Partenza… vers la beauté !/Chapitre IV

Ambert & Cie (p. 28-32).

IV

Mercredi, 23 décembre.

Un labyrinthe de palmiers penchés sur des routes toujours grimpantes. À chaque pas la mer et le paysage se découvrent davantage ; l’Estérel éperonne, là-bas, de sa masse légère comme une buée matinale, la mer à peine mouvante dont les senteurs arrivent jusqu’à nous humides, fraîches, vigoureuses. Il fait bon marcher ; et pour raccourcir les chemins nous les coupons en escaladant des talus ; la terre s’éboule en petites avalanches rouges engloutissant de minuscules travaux de fourmis ; il arrive que nous glissons ; alors, pour nous rattraper, nous empoignons les vertes chevelures de graminées tendres et mouillées de rosée, piquées de fleurs de trèfles, de campanules mauves ou de larges marguerites blanches aux cœurs dorés. Tout est clos de haies d’où s’envolent des roses. Parfois un mur ; rarement, mais sur les pierres blanches tendues ainsi qu’un drap de lin, se détachent des guirlandes de géraniums comme pour un passage de procession en une éternelle Fête-Dieu, et ce sont les aloès géants qui présentent les armes.

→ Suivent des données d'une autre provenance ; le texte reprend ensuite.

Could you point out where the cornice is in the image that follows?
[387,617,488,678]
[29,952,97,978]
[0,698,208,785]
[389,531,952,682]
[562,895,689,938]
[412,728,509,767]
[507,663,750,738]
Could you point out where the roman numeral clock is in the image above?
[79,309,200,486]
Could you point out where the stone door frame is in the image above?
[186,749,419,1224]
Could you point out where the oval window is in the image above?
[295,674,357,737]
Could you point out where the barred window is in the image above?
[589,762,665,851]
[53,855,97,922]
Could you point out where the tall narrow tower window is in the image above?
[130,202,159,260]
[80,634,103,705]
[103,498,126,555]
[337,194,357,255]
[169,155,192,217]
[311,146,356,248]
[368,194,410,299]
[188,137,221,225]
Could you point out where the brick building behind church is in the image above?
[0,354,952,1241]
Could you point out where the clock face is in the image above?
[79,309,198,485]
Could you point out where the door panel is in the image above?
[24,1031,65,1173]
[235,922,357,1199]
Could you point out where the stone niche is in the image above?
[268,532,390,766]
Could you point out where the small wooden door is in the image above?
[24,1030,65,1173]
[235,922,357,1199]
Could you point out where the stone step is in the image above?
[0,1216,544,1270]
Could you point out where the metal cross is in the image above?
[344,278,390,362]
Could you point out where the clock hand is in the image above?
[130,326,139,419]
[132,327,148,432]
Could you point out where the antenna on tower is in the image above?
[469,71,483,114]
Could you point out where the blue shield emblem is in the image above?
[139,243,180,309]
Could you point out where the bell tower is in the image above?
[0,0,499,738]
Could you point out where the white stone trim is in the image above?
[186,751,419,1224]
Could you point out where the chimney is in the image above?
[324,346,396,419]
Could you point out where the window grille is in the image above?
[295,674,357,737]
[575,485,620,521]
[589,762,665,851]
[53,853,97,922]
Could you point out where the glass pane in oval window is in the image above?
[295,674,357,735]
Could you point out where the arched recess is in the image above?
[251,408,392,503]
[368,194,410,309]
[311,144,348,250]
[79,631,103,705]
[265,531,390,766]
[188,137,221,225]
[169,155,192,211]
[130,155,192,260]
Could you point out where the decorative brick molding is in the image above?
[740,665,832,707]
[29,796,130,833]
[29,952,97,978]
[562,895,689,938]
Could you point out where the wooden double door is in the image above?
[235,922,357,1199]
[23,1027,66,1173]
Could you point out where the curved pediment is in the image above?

Il me plaît qu’un peu de tristesse se mêle à tant de joie : voici, enfouie sous les verdures, comme un nid, la chapelle funéraire du duc d’Albany. Mais la mort même, ici, refuse jusqu’aux apparences du deuil, et tout au plus est-elle mélancolique — si divinement ! — la chapelle élégante, toute de bois clair et luisant égayé de cuivreries, chef-d’œuvre de comfort anglais où l’on a songé d’abord à vètif la prière de parures légères qui la retiennent à peine et laissent libre son essor vers le ciel. Point de marbres pesants ; seulement un Carrare éclatant de blancheur dans lequel s’est figée la figure du prince, délicate et fragile. La chapelle est déserte, mais j’évoque aisément les cérémonies de ce culte protestant dont la froideur stérile contraste avec la joliesse de tout, ici ; je vois, attentifs sur les stalles de bois vernis, les boys aux vestes courtes, aux chevelures fines, aux yeux clairs dans l’ovale aristocratique du visage ; les misses frêles et dodues aux jolis yeux de babys, aux joues roses à travers les boucles retombantes de soieries blond cendré, avec, dans le sourire de leurs lèvres rouges et mouillées, la double ceinture de leurs dents blanches et ténues. La délicieuse chapelle ! où dort le prince que viennent regarder ses petits frères et ses petites sœurs, dont les voix fraîches et caressantes chantent les psaumes des eucologes qui demeurent là, à chaque place. Un que j’ouvre porte à la première page blanche ces noms seuls : Harold M. Merton, avec ceci exquisement, étrangement mélancolique, et si conforme à mes propres pensées, en ce moment même, dans cette retraite charmante plutôt que dans cette chapelle funéraire, asile en effet de la Jeunesse et de la Mort :

Oh ! how sweet is Youth, how delicate is Death !
puis sous ce nom : Ned,

Every earthly whiteness seems
Matched with his obscure and dim ;
He is King of ail my dreams,
I am king of love for him.

J’ai pris la peine de copier ces phrases énigmatiques, et souvent en pensant aux clartés radieuses de la chapelle d’Albany aux verrières blanches à travers lesquelles glissent, dans le soleil, les frondaisons souriantes des glycines et des vignes vierges, je me demande quel est ce jeune roi d’amour qui soupire si joliment après le prince de ses rêves, « dont l’éclat surpasse toutes les blancheurs terrestres », et qui, pour confident, a pris ce livre pieux rempli de chants mystiques, ce petit livre à couverture noire dans lequel je viens de lire, sans doute, l’incompréhensible fragment de quelque passionnante et mystérieuse histoire enveloppée toute en des obscurités maladives comme un sonnet de Shakespeare, quelque plainte secrète d’un pauvre cœur meurtri qui cache, sous les vers délicats d’un délicat poète, l’aveu tendre de son amour, peut-être parce que ce livre de prières, tout à l’heure ou demain à l’office, passera dans les mains blanches, sous les yeux aimés, auréolés de boucles courtes et dorées comme le soleil, sous des yeux bleus larges et profonds comme un peu de ciel, et comme lui d’une beauté qui confine à l’angoisse…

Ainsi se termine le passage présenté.